Докучаевск – Донецк. Русская Весна 2014 г. Воспоминания ополченца Сергея Макарова
Макаров Сергей Александрович, уроженец города Украинск Донецкой области. Работал на САУ в Докучаевске и Донецке. До войны был шахтером. Мы попросили Сергея Александровича рассказать, как он попал в ополчение и какими воспоминаниями он хотел бы поделиться, чтобы они остались в истории.
- Непосредственно на войну я пришел в сентябре 2014 г., но пытался вступить в ополчение еще с 3 или 4 мая. Я приходил, меня оформляли, записывали номер телефона и говорили: «Мы Вас вызовем. Мы Вас вызовем. А пока тренируйтесь с палочками». А зачем? Я отслужил срочную службу еще в Советском Союзе, мне не интересно с палочкой. Есть люди, которые способны на это. А я был способен на другое. И в течение двух месяцев мне что-то обещали, что-то говорили. Потом я уехал работать, в сентябре вернулся и пошел в «Оплот». Был такой «Оплот» на базе военной полиции. Я пробыл там 2 недели. Мы прошли подготовку. Дежурили ночью. Помогали в эвакуации при попаданиях снарядов. И после этого я продолжил служить в том же «Оплоте», только перевелся (уже это было в военном училище на Боссе) в артиллерию. Самоходно-гаубичный дивизион. Командир был Палыч (сейчас политрук этого училища), его зам – Гурон. Нам сказали, как заряжается это оружие, как стреляет, как устанавливается, наводится, - и мы поехали. Сначала в Донецке работали, в направлении на Красногоровку, Марьинку, а также с Путиловки, аэропорт.

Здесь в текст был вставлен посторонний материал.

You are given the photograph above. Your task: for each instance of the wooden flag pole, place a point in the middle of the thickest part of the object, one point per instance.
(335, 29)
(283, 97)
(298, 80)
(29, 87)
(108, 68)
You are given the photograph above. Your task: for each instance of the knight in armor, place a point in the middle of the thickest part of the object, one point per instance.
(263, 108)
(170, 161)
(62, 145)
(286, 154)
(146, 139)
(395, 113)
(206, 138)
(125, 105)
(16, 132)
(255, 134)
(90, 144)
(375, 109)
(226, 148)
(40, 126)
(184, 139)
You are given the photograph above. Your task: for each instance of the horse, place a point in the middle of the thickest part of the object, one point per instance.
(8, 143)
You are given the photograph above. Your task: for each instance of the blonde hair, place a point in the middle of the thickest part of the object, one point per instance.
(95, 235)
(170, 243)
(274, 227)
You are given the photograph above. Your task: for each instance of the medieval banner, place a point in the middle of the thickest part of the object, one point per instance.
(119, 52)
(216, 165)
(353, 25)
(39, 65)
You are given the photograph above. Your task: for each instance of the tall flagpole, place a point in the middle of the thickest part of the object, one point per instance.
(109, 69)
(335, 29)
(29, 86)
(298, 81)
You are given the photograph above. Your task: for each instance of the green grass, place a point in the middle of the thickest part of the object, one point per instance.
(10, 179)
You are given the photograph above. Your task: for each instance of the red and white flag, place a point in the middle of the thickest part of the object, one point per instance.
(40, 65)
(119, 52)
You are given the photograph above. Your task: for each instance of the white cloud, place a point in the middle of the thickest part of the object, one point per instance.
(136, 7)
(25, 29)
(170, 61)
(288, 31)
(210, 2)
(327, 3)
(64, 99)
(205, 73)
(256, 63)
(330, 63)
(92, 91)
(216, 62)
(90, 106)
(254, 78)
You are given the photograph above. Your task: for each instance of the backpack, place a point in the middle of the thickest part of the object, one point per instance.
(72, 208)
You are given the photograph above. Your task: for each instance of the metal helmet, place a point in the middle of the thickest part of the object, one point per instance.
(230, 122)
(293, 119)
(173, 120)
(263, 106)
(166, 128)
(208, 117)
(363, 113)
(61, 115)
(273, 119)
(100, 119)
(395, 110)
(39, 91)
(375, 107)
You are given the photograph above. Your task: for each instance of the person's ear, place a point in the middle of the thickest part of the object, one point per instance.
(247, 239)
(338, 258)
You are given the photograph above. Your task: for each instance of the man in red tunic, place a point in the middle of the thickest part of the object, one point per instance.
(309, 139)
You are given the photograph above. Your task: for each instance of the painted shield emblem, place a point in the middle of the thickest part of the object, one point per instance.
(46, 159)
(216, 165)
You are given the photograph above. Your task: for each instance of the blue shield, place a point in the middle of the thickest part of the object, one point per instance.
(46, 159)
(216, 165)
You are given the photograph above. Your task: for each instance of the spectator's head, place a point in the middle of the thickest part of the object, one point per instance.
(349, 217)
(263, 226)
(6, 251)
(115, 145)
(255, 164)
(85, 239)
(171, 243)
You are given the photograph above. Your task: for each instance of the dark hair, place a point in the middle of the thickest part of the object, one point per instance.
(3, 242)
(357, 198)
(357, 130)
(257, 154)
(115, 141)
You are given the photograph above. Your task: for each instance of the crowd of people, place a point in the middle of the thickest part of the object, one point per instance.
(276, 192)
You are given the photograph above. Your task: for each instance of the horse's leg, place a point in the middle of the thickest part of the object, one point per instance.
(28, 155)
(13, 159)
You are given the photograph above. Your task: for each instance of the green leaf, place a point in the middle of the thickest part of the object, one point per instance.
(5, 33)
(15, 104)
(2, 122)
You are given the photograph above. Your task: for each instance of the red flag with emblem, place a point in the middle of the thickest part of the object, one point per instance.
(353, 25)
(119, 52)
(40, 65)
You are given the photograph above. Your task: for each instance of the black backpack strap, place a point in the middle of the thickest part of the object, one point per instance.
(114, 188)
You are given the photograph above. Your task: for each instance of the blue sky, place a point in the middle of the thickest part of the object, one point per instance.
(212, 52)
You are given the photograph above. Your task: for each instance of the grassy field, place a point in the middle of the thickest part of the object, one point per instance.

После этого получили машины, САУ, сформировали отделения, то есть состав боевой машины, и отправились на Докучаевск. Это осенью 2014 года. Там мы били фашистов, воевали. В Докучаевске было такое хитрое место расположения. Когда проезжаешь Еленовку, и перед Докучаевским мостом на развилке поворачиваешь влево, хотя, по идее, нужно ехать прямо. Но там уже был крайний блок-пост и дальше уже были укропы. Со всех сторон были укропы. И мы там артиллерией своей держали их натиск. Выводили их, чтобы они не собирались в большом количестве. И поляков там били, и негров били, и черниговских били. Была, конечно, и пехота. А у нас 4 машины. Личный состав. Командир батареи была девушка, Гайка. И вот они с 4 машинами, и мы, 4 САУшки, по отдельности выступали.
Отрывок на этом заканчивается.